One of the central examples in Simmons' paper is how using repeated interim analyses to decide whether or not to halt an experiment (“peeking” at the data) can increase the error level well beyond the level set in each individual test. They frame the discussion in terms of “spurious findings” in psychology (where continuing data collection based on the result of a statistical test seems quite common) is relevant for all settings in which similar techniques are used, including user experience research and A/B testing for web applications.
Most non-statisticians might not even realize why this is bad and one of the main contribution of Simmons's paper is to show the consequence of these interim analyses using a simple simulation. It is very easy to reproduce in R to play with the various parameters and see how it impacts the results.
Here is a little piece of code I wrote some time ago to do just that:
testsubset <- function(n, data) { t.test(val ~ iv, data[1:n,])$p.value } seqtest <- function(nmin, nmax, step) { df <- data.frame(val = rnorm(nmax*2), iv = rep(1:2, nmax*2)) mean(sapply(seq(nmin*2, nmax*2, step*2), testsubset, df) <= .05) > 0 }
The second function generates some data and then runs many tests starting at nmin observations per group and going up to nmax adding step participants to each group between tests. Since all the data come from the same (random) distribution, there are no differences between the two groups and a statistical test at the standard .05 error level should only reject the null hypothesis 5% of the time.

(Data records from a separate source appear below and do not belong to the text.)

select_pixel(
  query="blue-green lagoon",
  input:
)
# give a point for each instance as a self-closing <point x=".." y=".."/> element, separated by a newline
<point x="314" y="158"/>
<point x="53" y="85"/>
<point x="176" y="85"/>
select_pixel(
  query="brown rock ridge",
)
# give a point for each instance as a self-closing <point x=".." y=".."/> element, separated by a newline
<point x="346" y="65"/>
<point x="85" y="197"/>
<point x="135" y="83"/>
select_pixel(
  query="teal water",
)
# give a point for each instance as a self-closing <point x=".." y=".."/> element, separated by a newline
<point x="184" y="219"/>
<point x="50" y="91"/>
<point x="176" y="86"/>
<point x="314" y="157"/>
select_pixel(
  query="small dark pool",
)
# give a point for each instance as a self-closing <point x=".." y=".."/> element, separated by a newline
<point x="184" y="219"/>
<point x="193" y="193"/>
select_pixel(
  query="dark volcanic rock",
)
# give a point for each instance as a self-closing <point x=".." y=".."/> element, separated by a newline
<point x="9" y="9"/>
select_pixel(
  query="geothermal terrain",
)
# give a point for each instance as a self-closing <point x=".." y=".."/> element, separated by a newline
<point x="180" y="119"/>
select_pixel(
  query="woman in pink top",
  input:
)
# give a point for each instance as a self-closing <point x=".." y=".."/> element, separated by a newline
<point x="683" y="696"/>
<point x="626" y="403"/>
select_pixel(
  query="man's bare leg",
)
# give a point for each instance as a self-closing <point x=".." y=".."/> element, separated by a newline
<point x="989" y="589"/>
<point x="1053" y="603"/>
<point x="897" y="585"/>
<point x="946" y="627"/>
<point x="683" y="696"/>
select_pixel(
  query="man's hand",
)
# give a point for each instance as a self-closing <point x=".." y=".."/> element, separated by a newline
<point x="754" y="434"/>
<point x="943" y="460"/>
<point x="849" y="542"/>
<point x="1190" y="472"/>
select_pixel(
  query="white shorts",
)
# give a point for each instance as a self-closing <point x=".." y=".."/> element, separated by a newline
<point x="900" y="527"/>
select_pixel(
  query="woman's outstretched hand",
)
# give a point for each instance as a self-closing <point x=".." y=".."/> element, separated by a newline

Running 10000 simulations to find out how often this really happens in Simmons' best-case scenario (the lower-right point in the first figure in the paper) is as simple as
result <- replicate(10000, seqtest(20,50,20)) mean(result)
The nice thing about these simulations is that they can easily be adapted to other scenarios. For example, the sample sizes in the Bem paper I blogged about before suggest that the data were collected in slices of 50 participants and going at least up to 200 if the results were not satisfying. How likely is it to end up with a significant test result under these conditions?
result <- replicate(10000, seqtest(25,100,25)) mean(result)
The simulation shows that this alone is enough to have more than a 12% chance of obtaining a statistically significant difference under the null (at the standard 5% level), well above the nominal error level or the usual 5% threshold.
All these examples are pretty typical of social psychology experiments and not too different from what is done in many product or usability tests but the same problem can also come up elsewhere. For example, in A/B tests comparing different versions of the same web application, it is very common to work with much larger sample sizes and it is not very difficult to automate analysis and perform tests repeatedly as the data are coming in. Allen Downey's simulations for this scenario show that it only makes the problem much worse.
In fact, all this has long been described in the statistics literature, where it has been called “sampling to reach a foregone conclusion“ (Anscombe, 1954) and has also been used to support a more general critique of significance tests (e.g. Wagenmakers, 2007, ungated PDF copy). Those simulations show us how bad the problem really can be in practice.